C’est Laiôn. Mais, comment a-t-il fait pour nous retrouver  ? La peur m’envahit de plus en plus. Je suis tout seul face à lui. Je n’ai aucune chance. Il me regarde dans les yeux avec un regard froid. Il sort un pistolet et le pointe vers moi. Il dit cette phrase calmement : « Voici ce qui se passe quand on essaie de contredire Madeur. »

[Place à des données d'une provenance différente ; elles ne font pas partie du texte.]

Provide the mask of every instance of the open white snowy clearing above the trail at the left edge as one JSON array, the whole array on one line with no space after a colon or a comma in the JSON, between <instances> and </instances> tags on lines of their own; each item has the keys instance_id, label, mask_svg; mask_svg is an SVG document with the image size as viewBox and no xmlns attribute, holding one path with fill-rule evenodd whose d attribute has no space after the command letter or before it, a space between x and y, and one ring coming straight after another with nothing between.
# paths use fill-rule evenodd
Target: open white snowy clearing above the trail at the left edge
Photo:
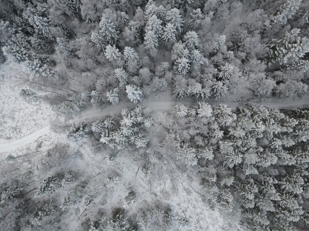
<instances>
[{"instance_id":1,"label":"open white snowy clearing above the trail at the left edge","mask_svg":"<svg viewBox=\"0 0 309 231\"><path fill-rule=\"evenodd\" d=\"M10 143L40 131L56 116L49 104L41 100L26 101L19 94L21 89L29 87L15 78L15 71L12 64L0 64L0 143Z\"/></svg>"}]
</instances>

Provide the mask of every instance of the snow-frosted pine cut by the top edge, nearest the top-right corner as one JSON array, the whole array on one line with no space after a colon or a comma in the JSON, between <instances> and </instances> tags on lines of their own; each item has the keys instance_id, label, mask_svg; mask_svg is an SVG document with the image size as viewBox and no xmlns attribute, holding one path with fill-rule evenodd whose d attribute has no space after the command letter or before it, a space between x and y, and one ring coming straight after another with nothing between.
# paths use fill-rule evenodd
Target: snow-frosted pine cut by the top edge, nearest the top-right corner
<instances>
[{"instance_id":1,"label":"snow-frosted pine cut by the top edge, nearest the top-right corner","mask_svg":"<svg viewBox=\"0 0 309 231\"><path fill-rule=\"evenodd\" d=\"M269 20L266 22L267 26L270 26L273 23L278 23L285 25L288 19L293 18L294 14L299 9L299 5L302 3L302 0L287 0L280 6L279 11L276 15L270 16Z\"/></svg>"}]
</instances>

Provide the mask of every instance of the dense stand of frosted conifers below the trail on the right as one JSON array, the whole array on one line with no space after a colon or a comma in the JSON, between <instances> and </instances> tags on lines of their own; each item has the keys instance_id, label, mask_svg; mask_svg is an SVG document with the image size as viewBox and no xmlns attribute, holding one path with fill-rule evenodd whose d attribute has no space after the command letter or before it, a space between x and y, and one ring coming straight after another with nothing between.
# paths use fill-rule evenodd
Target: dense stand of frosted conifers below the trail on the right
<instances>
[{"instance_id":1,"label":"dense stand of frosted conifers below the trail on the right","mask_svg":"<svg viewBox=\"0 0 309 231\"><path fill-rule=\"evenodd\" d=\"M243 210L254 230L297 230L307 222L307 109L247 104L178 104L176 118L163 114L164 152L189 165L201 165L212 203ZM203 162L206 160L206 163ZM300 222L303 221L303 222Z\"/></svg>"}]
</instances>

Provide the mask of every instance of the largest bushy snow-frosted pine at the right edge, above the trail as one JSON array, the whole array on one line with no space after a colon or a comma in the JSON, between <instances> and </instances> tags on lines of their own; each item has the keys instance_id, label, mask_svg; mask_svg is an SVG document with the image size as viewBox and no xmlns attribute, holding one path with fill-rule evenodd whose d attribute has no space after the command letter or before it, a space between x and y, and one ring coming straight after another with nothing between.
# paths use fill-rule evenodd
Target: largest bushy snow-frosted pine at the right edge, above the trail
<instances>
[{"instance_id":1,"label":"largest bushy snow-frosted pine at the right edge, above the trail","mask_svg":"<svg viewBox=\"0 0 309 231\"><path fill-rule=\"evenodd\" d=\"M299 37L299 33L300 29L294 28L290 32L286 32L281 39L273 39L269 51L272 62L295 63L309 52L309 39Z\"/></svg>"}]
</instances>

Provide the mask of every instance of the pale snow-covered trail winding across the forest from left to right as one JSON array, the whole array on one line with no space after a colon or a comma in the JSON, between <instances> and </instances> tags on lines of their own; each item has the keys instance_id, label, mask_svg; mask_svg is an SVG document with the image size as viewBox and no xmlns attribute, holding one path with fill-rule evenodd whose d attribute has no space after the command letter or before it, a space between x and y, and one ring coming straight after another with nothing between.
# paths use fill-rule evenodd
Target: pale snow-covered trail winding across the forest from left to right
<instances>
[{"instance_id":1,"label":"pale snow-covered trail winding across the forest from left to right","mask_svg":"<svg viewBox=\"0 0 309 231\"><path fill-rule=\"evenodd\" d=\"M178 103L185 104L185 105L192 105L195 102L190 102L190 101L144 101L144 102L141 102L141 104L150 108L150 110L169 110ZM229 105L229 107L232 107L232 108L243 106L245 104L242 102L206 102L206 103L209 103L210 105L218 105L222 103L222 104L227 104ZM293 108L298 108L298 107L309 107L308 100L299 100L297 102L280 102L280 103L261 102L260 104L263 104L266 107L274 107L278 109L293 109ZM89 111L84 112L81 115L81 117L75 118L74 120L71 120L70 122L78 122L78 121L86 120L89 118L103 117L106 115L116 114L116 113L121 112L121 110L124 107L128 107L128 106L136 106L136 104L121 103L117 105L108 106L104 109L89 110ZM50 126L48 125L28 136L23 137L22 139L15 140L9 143L0 144L0 153L6 152L9 150L15 150L25 144L28 144L36 140L40 136L43 136L49 132L51 132L51 130L50 130Z\"/></svg>"}]
</instances>

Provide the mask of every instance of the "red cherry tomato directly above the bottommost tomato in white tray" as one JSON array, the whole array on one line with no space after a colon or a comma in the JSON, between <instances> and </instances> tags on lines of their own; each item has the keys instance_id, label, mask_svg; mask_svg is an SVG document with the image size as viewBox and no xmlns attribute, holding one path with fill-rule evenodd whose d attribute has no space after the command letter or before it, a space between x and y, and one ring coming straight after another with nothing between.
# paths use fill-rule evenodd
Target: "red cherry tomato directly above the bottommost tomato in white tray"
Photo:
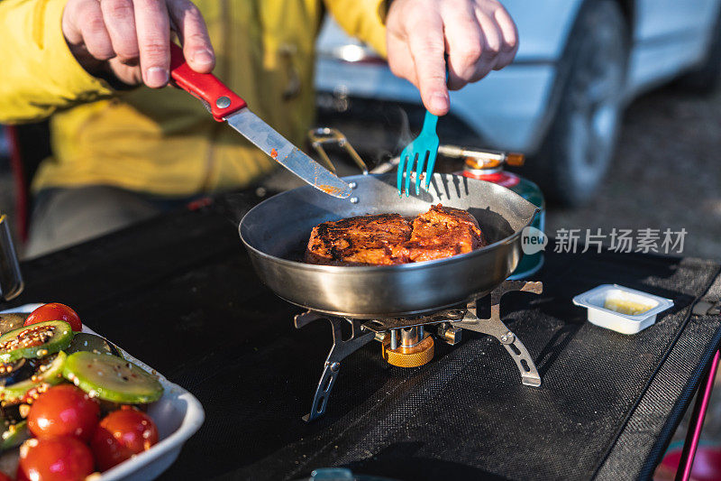
<instances>
[{"instance_id":1,"label":"red cherry tomato directly above the bottommost tomato in white tray","mask_svg":"<svg viewBox=\"0 0 721 481\"><path fill-rule=\"evenodd\" d=\"M28 429L38 438L75 436L87 441L96 430L100 406L72 384L51 387L32 402Z\"/></svg>"}]
</instances>

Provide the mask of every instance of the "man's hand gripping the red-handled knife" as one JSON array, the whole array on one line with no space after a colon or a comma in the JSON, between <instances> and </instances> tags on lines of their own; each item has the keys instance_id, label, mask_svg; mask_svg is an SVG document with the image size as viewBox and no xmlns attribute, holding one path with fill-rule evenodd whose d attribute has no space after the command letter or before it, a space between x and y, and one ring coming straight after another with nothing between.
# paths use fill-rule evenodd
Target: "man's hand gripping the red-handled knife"
<instances>
[{"instance_id":1,"label":"man's hand gripping the red-handled knife","mask_svg":"<svg viewBox=\"0 0 721 481\"><path fill-rule=\"evenodd\" d=\"M171 27L190 67L210 72L213 46L202 15L188 0L69 0L62 14L65 41L84 69L151 88L169 80Z\"/></svg>"}]
</instances>

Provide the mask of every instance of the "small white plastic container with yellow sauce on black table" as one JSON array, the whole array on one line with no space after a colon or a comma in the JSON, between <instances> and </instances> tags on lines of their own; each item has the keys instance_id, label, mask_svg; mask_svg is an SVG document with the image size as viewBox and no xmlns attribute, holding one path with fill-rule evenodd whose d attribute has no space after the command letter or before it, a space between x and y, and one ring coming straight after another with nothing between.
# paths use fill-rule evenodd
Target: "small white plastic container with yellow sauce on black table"
<instances>
[{"instance_id":1,"label":"small white plastic container with yellow sauce on black table","mask_svg":"<svg viewBox=\"0 0 721 481\"><path fill-rule=\"evenodd\" d=\"M671 299L636 291L618 284L602 284L573 298L577 306L589 310L589 322L601 328L607 328L621 334L636 334L656 322L659 312L673 306ZM614 310L637 310L636 313L624 313Z\"/></svg>"}]
</instances>

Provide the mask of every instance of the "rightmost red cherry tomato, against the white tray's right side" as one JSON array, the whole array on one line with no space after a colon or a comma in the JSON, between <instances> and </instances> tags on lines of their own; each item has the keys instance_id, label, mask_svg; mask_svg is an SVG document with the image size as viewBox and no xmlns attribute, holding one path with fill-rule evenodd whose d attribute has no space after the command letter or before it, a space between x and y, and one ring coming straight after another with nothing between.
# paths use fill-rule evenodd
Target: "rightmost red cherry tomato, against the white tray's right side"
<instances>
[{"instance_id":1,"label":"rightmost red cherry tomato, against the white tray's right side","mask_svg":"<svg viewBox=\"0 0 721 481\"><path fill-rule=\"evenodd\" d=\"M90 449L101 471L150 449L158 442L158 428L151 417L134 409L114 411L100 421Z\"/></svg>"}]
</instances>

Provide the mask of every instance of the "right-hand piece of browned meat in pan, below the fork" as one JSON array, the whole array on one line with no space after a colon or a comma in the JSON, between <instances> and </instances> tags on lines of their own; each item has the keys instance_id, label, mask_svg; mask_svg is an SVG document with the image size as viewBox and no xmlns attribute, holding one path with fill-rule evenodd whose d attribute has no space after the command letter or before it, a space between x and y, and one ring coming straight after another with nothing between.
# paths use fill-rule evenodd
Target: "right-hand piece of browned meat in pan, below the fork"
<instances>
[{"instance_id":1,"label":"right-hand piece of browned meat in pan, below the fork","mask_svg":"<svg viewBox=\"0 0 721 481\"><path fill-rule=\"evenodd\" d=\"M403 246L410 262L420 263L469 253L486 244L475 217L441 204L413 219L413 233Z\"/></svg>"}]
</instances>

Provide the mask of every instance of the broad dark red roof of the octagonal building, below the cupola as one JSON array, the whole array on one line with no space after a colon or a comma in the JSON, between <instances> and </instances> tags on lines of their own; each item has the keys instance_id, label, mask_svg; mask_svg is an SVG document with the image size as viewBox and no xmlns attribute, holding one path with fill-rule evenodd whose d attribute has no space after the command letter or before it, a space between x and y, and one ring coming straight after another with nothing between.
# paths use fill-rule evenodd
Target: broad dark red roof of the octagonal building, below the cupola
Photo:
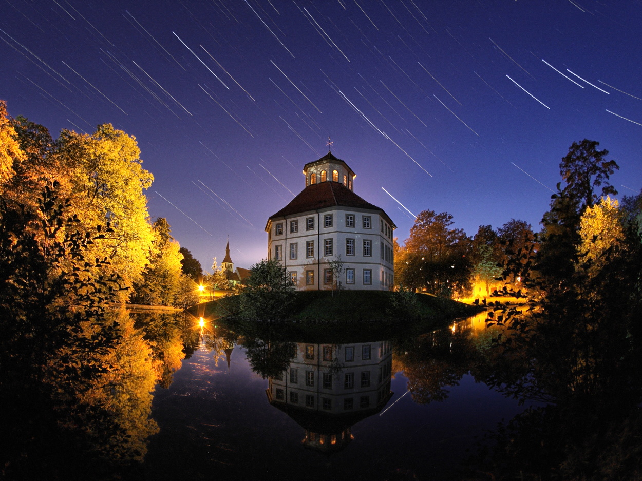
<instances>
[{"instance_id":1,"label":"broad dark red roof of the octagonal building, below the cupola","mask_svg":"<svg viewBox=\"0 0 642 481\"><path fill-rule=\"evenodd\" d=\"M276 217L286 217L287 215L300 214L302 212L309 212L310 210L335 206L379 210L387 217L390 224L396 227L392 219L388 217L388 214L386 214L381 207L377 207L361 199L357 194L352 192L352 190L339 182L321 182L308 185L308 187L301 190L299 195L293 198L286 207L270 215L268 221Z\"/></svg>"}]
</instances>

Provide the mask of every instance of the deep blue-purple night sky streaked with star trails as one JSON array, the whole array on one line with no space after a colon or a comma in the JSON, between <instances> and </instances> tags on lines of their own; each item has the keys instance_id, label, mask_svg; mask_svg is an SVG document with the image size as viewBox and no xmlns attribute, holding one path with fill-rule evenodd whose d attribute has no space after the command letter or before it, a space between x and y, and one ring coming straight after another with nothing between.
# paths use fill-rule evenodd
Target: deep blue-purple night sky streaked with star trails
<instances>
[{"instance_id":1,"label":"deep blue-purple night sky streaked with star trails","mask_svg":"<svg viewBox=\"0 0 642 481\"><path fill-rule=\"evenodd\" d=\"M152 220L205 269L227 235L250 267L328 138L401 242L413 217L383 189L469 235L539 230L585 138L637 194L641 25L639 0L6 0L0 98L54 137L134 135Z\"/></svg>"}]
</instances>

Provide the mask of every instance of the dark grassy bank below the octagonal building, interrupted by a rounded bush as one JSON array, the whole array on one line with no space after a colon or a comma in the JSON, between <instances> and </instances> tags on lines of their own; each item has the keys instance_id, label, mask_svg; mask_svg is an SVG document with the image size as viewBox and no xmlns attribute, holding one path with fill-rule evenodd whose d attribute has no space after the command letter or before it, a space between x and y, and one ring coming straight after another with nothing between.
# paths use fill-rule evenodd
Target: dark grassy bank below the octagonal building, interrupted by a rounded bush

Avant qu’il ne tire, des débris sont projetés vers lui. Je me sens pris par quelque chose hors des débris. Je sors par l’autre bout. Je regarde ce qui m’a attrapé par la jambe. Je n’y crois encore moins ! Celui qui ma sorti des débris c’est La chimère ! Elle est venue me sauver. Elle me fait signe de monter sur son dos. Ni une ni deux je fais ce qu’elle me demande. Elle court aussi vite que moi. Un son assourdissant se fait à nouveau entendre et les débris derrière nous explosent. Vite Chimère ! Je fais face au tank pendant que la Chimère court. Laiôn ne compte vraiment pas nous lâcher. Je lance des flèches d’énergie dans les roues du tank. Rien ne se passe. La queue de la Chimère crache du feu. Ça non plus ne l’arrête pas. Soudainement, elle change de direction.

Pile à ce moment-là, le tank tire et nous rate de justesse. Je peux voir avec soulagement, l'extrémité du centre-ville. Elle est entièrement en feu. Cependant, je peux apercevoir la structure intacte d’ici ! Il y a même des gens là-bas. Ce sont tous les autres ! Gabriel, Hsi Wang Mu, Shinka, Misbah, Viçar et Firmanta. Et merde je suis le dernier. La Chimère se met à courir plus vite. Nous y sommes presque. Soudainement, elle se fait tirer dessus par des ennemis. Elle tombe au sol, moi avec. Le tank se prépare à nous tirer dessus.

Tout à coup, Trajan sort du ciel et écrase le haut du tank, le détruisant tout sauf Laiôn. Ce dernier sort des débris du tank pour lui faire face. Il est toujours avec son papier. Trajan nous fait signe d’aller dans la dimension sans lui. Je hoche la tête. Je caresse une dernière fois la Chimère et je pars avec regret, la laissant.

Laiôn se met à écrire. Trajan tente de l’attaquer mais, sur son papier, il est écrit que Trajan ne pourra le toucher. En essayant de le toucher, Trajan arrive à voir ce qu’il a en plus écrit. Il a marqué: “toutes les personnes attendant devant le portail, se prendront un tir de tank au dernier moment“. Il réalise que nous ne pouvons rien faire. Il arrête de se battre contre Laiôn et fonce vers nous. Je peux le voir courir vers nous avec un air apeuré.

Laiôn en profite pour nous tirer dessus. Cependant, Trajan a pris son bâton de la liberté avec lui et arrive à bloquer toutes les balles. Trajan nous hurle d’entrer dans le portail. Tous ceux qui sont déjà devant y entrent. J’y suis presque. La fatigue commence à me gagner. Mais je ne dois pas m’arrêter. Pas maintenant ! Juste avant d’entrer dans le portail, un tir de tank fonce sur nous. Trajan se met devant moi pour bloquer le coup. Mais, le tir touche son bâtonnet explose. Une grande fumée s’en échappe.